Tuesday, May 4, 2010

always something...

It’s always something, isn’t it? And usually, it’s me. After some intensive introspection I have uncovered a gem of self discovery. I am a dumbass. I mean, I’ve always had suspicions, but after taking a quantitative approach to my previous attempts at relationships I think I have hit the nail on the head.

Sticking with the scientific method I have discovered that the largest flaw lies with my inability to express my emotions. Don’t get me wrong. This lack of understanding of human emotional depth has actually helped me in the past, but it a huge hindrance when you are trying to emotionally connect with another human being. Big time.

Succinctly, I act like a jackass. I can’t talk, even though I am naturally verbose. I sweat, feel clammy, and can’t make eye contact, and this is just with the guys I see across the room in a bar. The worst part is my mind grinds to a brutal halt. I can’t think of anything interesting of funny to say if my romantic life depended on it. Which it does. Which is why it lays six feet deep, waiting for the piles of comfortable dirt to tuck it in so nicely.

I can understand if I was socially inept in other ways, but I really am not. At least, I don’t feel I am.

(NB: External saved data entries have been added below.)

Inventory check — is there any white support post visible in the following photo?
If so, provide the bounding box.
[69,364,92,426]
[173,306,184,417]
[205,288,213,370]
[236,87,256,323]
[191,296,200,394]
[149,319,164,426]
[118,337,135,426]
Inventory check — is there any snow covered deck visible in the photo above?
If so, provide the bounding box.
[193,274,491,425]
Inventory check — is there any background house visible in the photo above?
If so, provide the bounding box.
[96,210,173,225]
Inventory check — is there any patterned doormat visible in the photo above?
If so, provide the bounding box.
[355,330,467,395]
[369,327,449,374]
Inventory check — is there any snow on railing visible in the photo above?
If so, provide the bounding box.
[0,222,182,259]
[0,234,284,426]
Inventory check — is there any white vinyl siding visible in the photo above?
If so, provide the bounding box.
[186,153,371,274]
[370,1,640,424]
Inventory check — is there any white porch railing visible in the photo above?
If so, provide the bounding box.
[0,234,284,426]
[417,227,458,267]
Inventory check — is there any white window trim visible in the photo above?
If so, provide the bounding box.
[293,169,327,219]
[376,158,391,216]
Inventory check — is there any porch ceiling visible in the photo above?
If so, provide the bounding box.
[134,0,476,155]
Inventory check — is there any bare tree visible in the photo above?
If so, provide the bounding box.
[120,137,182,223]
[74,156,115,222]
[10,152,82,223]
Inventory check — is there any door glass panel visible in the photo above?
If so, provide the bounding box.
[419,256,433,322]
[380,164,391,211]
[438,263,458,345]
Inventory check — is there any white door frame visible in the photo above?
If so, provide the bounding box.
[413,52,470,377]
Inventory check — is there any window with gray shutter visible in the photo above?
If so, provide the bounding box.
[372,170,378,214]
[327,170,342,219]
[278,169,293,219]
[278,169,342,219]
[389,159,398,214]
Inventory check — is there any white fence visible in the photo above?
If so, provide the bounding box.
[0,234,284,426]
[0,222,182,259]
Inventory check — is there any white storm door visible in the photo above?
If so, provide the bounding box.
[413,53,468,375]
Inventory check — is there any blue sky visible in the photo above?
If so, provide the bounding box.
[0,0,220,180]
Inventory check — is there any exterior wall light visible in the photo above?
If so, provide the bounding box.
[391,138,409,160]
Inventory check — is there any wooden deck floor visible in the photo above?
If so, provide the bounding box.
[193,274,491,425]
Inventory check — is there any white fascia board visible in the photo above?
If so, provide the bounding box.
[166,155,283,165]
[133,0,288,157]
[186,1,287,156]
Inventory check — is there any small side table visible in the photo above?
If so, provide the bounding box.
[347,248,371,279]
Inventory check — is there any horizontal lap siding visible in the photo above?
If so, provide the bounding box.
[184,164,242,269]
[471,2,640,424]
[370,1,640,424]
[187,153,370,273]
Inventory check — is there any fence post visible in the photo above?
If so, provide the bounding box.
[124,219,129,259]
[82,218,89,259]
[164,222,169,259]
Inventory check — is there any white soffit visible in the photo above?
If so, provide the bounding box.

But since this blog is about spastic me and the lack of relationship connectivity, maybe I should reign in those horses, hmm?

Perhaps I should go over some things about myself first.

Factoid #1 about me is I spent my life in a perpetual state of moving, and thus developed a disconcerting knack for meeting people and making friends. I say disconcerting since I also developed a knack for forgetting people, and to this day have a terrible memory for faces and names. My reality was I probably wouldn’t ever see you again in six months, so why bother? Harsh? More often than not, very true. My family (made up of my mother, my older sister and I) were basically nomads. I never stayed at a school longer that 2 years, and if I did, we lived in at least three places. When I went to University, the apartment I lived in for five years was literally the longest home I had ever had.

I feel this is where things really began for me. I developed some great skills, and met all kinds of people, but I never learned anything about maintaining those relationships. I didn’t have to. I was six. Or twelve. Or whatever. I did somewhat envy those around me who had friends their whole lives, and lived in the same house since they were born, but those were their lives, not mine. They seemed a bit weird, actually, and I instead went about my own way. Of course, when you’re a kid, you’re life seems perfectly normal. To you. I learned more about this later on.

Factoid #17 about me is I have absolutely no problem flirting with people I don’t care about. Is this effed up? Oh, sweet sausage in a cup, yes. I flirt like the Dickens. Men, women, a good looking chair. It’s all the same. I don’t care if the person is into me, so I go all out. I joke, I make people laugh, I sing, I dance. I have grabbed complete strangers and made them dance with me and do shots out of my ample chest. But the second I like you? You’re lucky to hear me speak.

What. The. Eff.

So once again. The problem - obvious in its simplicity… and yet, isn’t that the toughest thing of all?